Here we see that 11 of the 19 coefficient estimates are exactly zero. So the lasso model with \(\lambda\) chosen by cross-validation contains only 8 predictors. Below the plot of these variables according to the importance of their contribution to the baseball player’s Salary.
ggplot(varImp(fit_lasso))
Finally, we calculate the RMSE and \(R^2\) of the lasso model using the test data and compare them with those of ridge regression. The results suggest that the lasso regression is slightly better than the ridge model.
pred3 <- predict(fit_lasso, newdata = test_df)

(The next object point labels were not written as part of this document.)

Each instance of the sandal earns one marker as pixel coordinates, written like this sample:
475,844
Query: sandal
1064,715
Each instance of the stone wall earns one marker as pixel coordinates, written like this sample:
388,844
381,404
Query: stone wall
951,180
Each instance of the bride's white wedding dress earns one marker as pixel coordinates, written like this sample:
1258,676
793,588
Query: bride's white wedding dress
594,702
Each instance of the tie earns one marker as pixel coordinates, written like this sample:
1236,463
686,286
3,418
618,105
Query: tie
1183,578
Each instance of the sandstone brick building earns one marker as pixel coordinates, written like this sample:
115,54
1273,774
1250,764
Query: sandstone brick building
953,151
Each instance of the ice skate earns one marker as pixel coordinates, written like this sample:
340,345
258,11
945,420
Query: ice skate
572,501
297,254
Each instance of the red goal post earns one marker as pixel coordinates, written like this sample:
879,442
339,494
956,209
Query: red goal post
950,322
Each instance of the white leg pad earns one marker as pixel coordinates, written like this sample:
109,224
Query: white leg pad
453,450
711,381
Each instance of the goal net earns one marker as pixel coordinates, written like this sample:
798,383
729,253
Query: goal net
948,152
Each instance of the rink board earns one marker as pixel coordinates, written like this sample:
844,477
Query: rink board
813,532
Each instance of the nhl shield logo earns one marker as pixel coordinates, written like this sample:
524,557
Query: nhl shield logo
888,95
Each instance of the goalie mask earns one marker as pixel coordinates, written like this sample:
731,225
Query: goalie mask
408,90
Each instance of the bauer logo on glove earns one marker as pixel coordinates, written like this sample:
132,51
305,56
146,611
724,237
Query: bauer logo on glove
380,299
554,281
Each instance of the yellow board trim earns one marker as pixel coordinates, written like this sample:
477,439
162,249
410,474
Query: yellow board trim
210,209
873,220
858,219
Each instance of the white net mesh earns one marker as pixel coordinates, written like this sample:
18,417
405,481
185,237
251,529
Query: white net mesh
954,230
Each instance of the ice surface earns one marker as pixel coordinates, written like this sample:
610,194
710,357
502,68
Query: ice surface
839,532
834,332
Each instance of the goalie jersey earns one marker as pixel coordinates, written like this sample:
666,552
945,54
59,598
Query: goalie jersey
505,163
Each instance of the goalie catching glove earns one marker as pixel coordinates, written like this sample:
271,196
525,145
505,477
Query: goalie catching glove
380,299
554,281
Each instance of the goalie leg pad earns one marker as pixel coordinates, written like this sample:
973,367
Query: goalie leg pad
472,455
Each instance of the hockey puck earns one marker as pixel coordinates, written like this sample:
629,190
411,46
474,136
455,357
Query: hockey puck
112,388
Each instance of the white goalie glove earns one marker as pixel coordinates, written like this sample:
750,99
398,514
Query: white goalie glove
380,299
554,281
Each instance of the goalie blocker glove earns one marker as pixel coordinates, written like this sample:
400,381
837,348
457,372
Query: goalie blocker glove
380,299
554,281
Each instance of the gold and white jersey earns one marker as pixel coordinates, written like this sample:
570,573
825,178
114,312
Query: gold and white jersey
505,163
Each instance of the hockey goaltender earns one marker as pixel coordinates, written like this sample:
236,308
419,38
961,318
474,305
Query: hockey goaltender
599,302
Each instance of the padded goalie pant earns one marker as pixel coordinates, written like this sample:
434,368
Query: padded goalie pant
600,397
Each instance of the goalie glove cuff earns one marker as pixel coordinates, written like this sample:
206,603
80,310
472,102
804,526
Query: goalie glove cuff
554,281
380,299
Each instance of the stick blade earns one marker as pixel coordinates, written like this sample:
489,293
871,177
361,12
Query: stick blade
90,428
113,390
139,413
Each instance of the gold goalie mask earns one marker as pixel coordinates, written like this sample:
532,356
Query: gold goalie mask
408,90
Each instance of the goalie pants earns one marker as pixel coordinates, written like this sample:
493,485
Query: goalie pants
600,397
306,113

data.frame(RMSE = RMSE(pred3, test_df$Salary),
Rsquared = R2(pred3, test_df$Salary))
## RMSE Rsquared
## 1 367.2626 0.4126479
Elastic net model combines the properties of ridge and lasso regression. The model can be easily built using the train() function in the caret package, which automatically selects the optimal value of parameters alpha and lambda. We use the argument tuneLength = 10 , which specifies that 10 different combinations of values for alpha and lambda are to be tested.
# Train the lasso model
fit_elastic.net <- train(Salary ~ .,
data = train_df,
preProcess = c("center", "scale"),
method = "glmnet",
tuneLength = 10,
trControl = ctr)
The best values of \(\alpha\) and \(\lambda\) obtained from the 10-fold cross-validation method are
fit_elastic.net$bestTune
## alpha lambda
## 8 0.1 42.32331
As we did in the ridge and lasso models, we can calculate the RMSE and R-squared values for the elastic net regression model on the test data using the following code:
pred4 <- predict(fit_elastic.net, newdata = test_df)
data.frame(RMSE = RMSE(pred4, test_df$Salary),
Rsquared = R2(pred4, test_df$Salary))
## RMSE Rsquared
## 1 370.3724 0.4174883